La secuencia de ataques se produce en los días previos a la reunión de hoy entre Rodríguez Zapatero y Juan José Ibarretxe. Precisamente, la oleada de ataques llega en el momento en el que el lehendakari está insistiendo en que se debe hacer política como si ETA no existiera. Según todos los expertos, una demostración de fuerza de este tamaño era lo que la organización buscaba desde la ruptura del alto el fuego en julio del año pasado. Sin embargo, los golpes policiales hicieron fracasar la primera parte de su ofensiva, con la desarticulación en la localidad francesa de Cahors del laboratorio de explosivos de la organización. En ese momento, la principal actividad de ETA se sustentaba en el envío de vehículos cargados de explosivo desde Francia.
La actual oleada de atentados, sin embargo, está corriendo a cargo de varios liberados -a sueldo de la organización- entre los que han sido identificados Jurdan Martitegi y Arkaitz Goikoetxea. Ambos fueron detectados en agosto del pasado año, cuando colocaron un coche bomba en el cuartel de la Guardia Civil de Durango.
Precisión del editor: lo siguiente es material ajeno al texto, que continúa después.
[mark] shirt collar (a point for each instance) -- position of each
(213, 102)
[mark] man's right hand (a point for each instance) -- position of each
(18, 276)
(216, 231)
Los expertos de la lucha antiterrorista sospechan que los etarras ya contaban en ese momento con grupos de apoyo en Euskadi que habrían reclutado durante la tregua. Desde el verano, los etarras se habrían dedicado a poner a punto su red hasta llegar al momento actual. Ese plazo de varios meses se considera normal en una organización que vive obsesionada por su seguridad.
En esta implantación territorial, la margen derecha de la ría de Bilbao parece haber sido uno de los núcleos de máxima actividad. En diciembre del año pasado ETA preparó una compleja bomba trampa contra los artificieros de la Er-tzaintza en los juzgados de Getxo. En febrero, un viandante localizó un barril de cerveza con treinta kilos de amonitol cerca del club hípico La Galea.
La bomba era similar a la que estalló la madrugada de ayer en El Abra, ya que se cree que en el atentado se utilizó algún tipo de cilindro metálico para direccionar la carga y conseguir que la devastación fuese mayor. Asimismo, el coche utilizado por los etarras para huir tras el atentado de Legutiano había sido robado en Berango. La bomba que estalló ayer estaba oculta en un Citroën Berlingo que había sido sustraído la víspera por la tarde en Getxo. Ese dato revela que el artefacto fue montado en la citada localidad horas antes. El liberado Arkaitz Goikoetxea vivió en la citada localidad vizcaína hasta su huida hace tres años.
Jurdan Martitegi, por su parte, está vinculado a Durango, otro de los puntos en los que se ha movido el comando. Según el análisis policial, el comando contaría con una base en la zona fronteriza entre Gipuzkoa y Vizcaya, desde la que han preparado atentados como el que le costó la vida al ex edil socialista Isaías Carrasco, asesinado el 7 de marzo en Mondragón, o los llevados a cabo contra los juzgados de Bergara o la casa del pueblo de Elgoibar.
Red logística
Las Fuerzas de Seguridad, por otra parte, sospechan que la organización actúa con una infraestructura que podría ser distinta a la que habían empleado hasta la tregua. En diciembre del año pasado fue detenido en Durango Gorka Lupiáñez, un presunto etarra al que habían encargado poner en marcha una red logística encargada de abastecer de explosivos y armas a los comandos.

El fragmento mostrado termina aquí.